Syria Must Stop Stalling Hariri Probe, Ambassador Bolton Says
22 November 2005
U.N. Security Council demands full and immediate cooperation
By Judy Aita
Washington File United Nations Correspondent
United Nations -- Syria must stop "delaying and obstructing" the work of the international commission investigating the assassination of former Lebanese Prime Minister Rafiq Hariri, U.S. Ambassador John Bolton said November 22.
The Security Council resolution "demands full and immediate Syrian cooperation," Bolton said. "It does not give the Syrians leave to negotiate or ask for mediators or others to deal with Mehlis."
The investigation by Detlev Mehlis, head of the U.N. International Independent Investigation Commission, has implicated both Lebanese and Syrian high-ranking officials in the murder of Hariri and 20 others on February 14. (See related article.)
Syria has asked Secretary-General Kofi Annan to help with an agreement with the commission, but Annan said November 21 that he would not get involved in the investigation.

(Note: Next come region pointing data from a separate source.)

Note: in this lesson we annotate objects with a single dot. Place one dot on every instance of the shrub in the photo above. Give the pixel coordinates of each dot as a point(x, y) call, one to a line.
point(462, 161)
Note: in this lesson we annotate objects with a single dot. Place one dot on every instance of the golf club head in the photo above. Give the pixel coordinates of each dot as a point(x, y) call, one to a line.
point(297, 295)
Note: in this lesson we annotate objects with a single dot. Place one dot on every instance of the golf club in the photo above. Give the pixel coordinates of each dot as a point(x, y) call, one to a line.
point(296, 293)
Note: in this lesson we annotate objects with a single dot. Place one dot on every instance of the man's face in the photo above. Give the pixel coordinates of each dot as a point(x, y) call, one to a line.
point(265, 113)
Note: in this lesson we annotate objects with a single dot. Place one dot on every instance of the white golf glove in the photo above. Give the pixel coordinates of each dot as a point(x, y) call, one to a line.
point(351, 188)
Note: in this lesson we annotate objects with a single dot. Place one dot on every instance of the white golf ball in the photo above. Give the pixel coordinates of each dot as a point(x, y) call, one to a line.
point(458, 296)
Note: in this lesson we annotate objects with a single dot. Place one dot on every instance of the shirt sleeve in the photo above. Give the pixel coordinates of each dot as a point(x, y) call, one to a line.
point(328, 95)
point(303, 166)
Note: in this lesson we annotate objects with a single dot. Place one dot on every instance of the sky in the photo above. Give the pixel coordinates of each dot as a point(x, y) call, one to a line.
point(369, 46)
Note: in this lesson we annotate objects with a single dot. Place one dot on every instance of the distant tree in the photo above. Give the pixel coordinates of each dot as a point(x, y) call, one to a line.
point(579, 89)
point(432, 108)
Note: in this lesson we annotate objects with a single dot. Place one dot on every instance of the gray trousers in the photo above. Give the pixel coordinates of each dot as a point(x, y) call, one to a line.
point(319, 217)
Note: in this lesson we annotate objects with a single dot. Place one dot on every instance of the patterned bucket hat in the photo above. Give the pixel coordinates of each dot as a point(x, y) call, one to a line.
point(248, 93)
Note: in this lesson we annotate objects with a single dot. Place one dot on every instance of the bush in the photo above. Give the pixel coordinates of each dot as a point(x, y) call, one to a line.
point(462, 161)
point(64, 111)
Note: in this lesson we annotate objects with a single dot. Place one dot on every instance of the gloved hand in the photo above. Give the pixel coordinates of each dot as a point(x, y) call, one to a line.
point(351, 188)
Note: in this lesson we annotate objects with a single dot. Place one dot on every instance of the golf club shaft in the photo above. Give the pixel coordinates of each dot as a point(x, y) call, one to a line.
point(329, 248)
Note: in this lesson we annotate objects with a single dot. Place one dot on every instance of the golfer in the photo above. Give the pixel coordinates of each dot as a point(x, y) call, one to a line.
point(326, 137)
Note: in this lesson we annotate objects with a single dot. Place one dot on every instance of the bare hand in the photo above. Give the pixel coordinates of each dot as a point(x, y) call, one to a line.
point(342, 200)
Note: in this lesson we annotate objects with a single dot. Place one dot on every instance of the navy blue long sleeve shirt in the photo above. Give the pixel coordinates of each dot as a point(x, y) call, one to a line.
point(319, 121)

In a report delivered to Annan October 20, the international commission reported that Syria's failure to cooperate had hampered its work. It said that Syrian authorities cooperated in form but not substance and that several officials tried to mislead the commission with false or inaccurate information. Mehlis wants to interview Syrian citizens outside the country and without the presence of Syrian officials in any interview.
A ministerial-level meeting of the Security Council subsequently unanimously adopted a tough resolution (U.N. Security Council Resolution 1636) requiring unconditional cooperation from Damascus with the commission's search for the perpetrators of the bombing in Lebanon that claimed the life of Hariri and others. The commission's mandate is due to expire on December 15.
Talking with reporters at U.N. headquarters, Bolton said he is waiting for Mehlis to tell the Security Council whether Syria has agreed to cooperate. "Syrian efforts to get other people involved in the negotiations do not constitute full and immediate cooperation," he said.
"We support Mehlis' investigation efforts and we're not going to second guess his techniques or his tactics, but we are going to say clearly to the Syrians that they need to stop delaying and obstructing Mehlis' work and December 15 is getting closer every day and the Syrians know it, too," Bolton said.
Syrian officials will "write to this person, write to that person, they'll write to anybody on their Rolodex," the ambassador said. "What we want is for them to make witnesses available to Mehlis."
Bolton said that Mehlis, along with the commission, "is the vehicle we want ... is the Security Council's instrument." Syria should cooperate with Mehlis and not look to involve other people as a way to continue its "pattern of obstruction," he said.
"We want the Syrians to comply with their obligations under resolution 1636," the ambassador said.